CEO da Larian sugere que críticos de jogos também sejam avaliados

Swen Vincke, diretor da Larian Studios, levantou uma discussão interessante sobre como os críticos de jogos costumam se comportar. Ele mencionou que alguns avaliadores acabam sendo “pessoais” em suas críticas, muitas vezes buscando mais atenção ou “likes” do que uma análise justa. É uma reflexão válida, considerando que, por trás de cada jogo, há um time de pessoas dedicadas, muitas vezes colocando um pedaço de si nas criações.

Ele reconheceu que é normal ficar curioso se um jogo vale o investimento, mas, segundo ele, as críticas poderiam ser mais simples. Em vez de se aprofundar em opiniões subjetivas, os revisores poderiam afirmar apenas que não gostaram do jogo ou que não acham que vale o preço cobrado. Afinal, isso já seria suficiente.

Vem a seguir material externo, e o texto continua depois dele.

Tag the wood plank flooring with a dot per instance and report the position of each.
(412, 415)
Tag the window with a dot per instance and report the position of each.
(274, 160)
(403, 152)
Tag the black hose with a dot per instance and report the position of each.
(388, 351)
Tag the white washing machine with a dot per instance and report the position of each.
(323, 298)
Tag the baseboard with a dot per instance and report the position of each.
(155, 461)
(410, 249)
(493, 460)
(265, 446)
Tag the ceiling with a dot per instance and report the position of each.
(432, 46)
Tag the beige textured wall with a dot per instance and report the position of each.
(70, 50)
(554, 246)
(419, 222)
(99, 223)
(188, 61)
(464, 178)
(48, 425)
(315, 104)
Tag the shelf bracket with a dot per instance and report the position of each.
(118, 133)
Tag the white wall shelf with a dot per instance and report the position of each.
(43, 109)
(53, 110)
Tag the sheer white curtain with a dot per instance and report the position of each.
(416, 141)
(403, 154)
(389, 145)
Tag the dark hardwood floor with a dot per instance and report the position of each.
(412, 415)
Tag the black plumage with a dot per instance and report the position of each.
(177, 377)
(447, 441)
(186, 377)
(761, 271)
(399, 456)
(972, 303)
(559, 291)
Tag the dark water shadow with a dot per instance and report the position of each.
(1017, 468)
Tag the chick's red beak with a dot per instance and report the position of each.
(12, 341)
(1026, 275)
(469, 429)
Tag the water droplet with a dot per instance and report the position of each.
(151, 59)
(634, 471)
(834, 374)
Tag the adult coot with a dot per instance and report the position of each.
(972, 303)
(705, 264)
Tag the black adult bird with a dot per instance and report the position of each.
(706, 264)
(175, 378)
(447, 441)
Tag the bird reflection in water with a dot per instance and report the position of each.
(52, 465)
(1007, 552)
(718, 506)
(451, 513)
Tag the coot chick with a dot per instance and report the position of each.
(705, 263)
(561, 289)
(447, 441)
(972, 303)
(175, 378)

No entanto, as palavras de Vincke não passaram despercebidas e geraram uma onda de reações. Críticos e profissionais da indústria não hesitaram em manifestar suas opiniões. Jeff Gerstmann, ex-jornalista da GameSpot e Giant Bomb, foi um dos que se manifestou. Ele compartilhou que muitos críticos já enfrentaram uma avalanche de mensagens negativas, desde insultos simples até ameaças sérias, apenas por darem notas que não agradavam a alguns fãs. Segundo ele, isso pode ser bastante desgastante.

Chris Tapsell, vice-diretor da Eurogamer, também se envolveu na discussão. Ele comentou que críticas pessoais podem comprometer a credibilidade do avaliador, destacando que é essencial manter um nível de objetividade.

Essas trocas de ideias nos lembram que críticas de jogos vão muito além de uma nota. Elas podem impactar a vida e a carreira de quem escreve. Essa dinâmica no mundo dos games é intrigante e nos faz pensar sobre o papel da crítica e das emoções envolvidas nesse processo.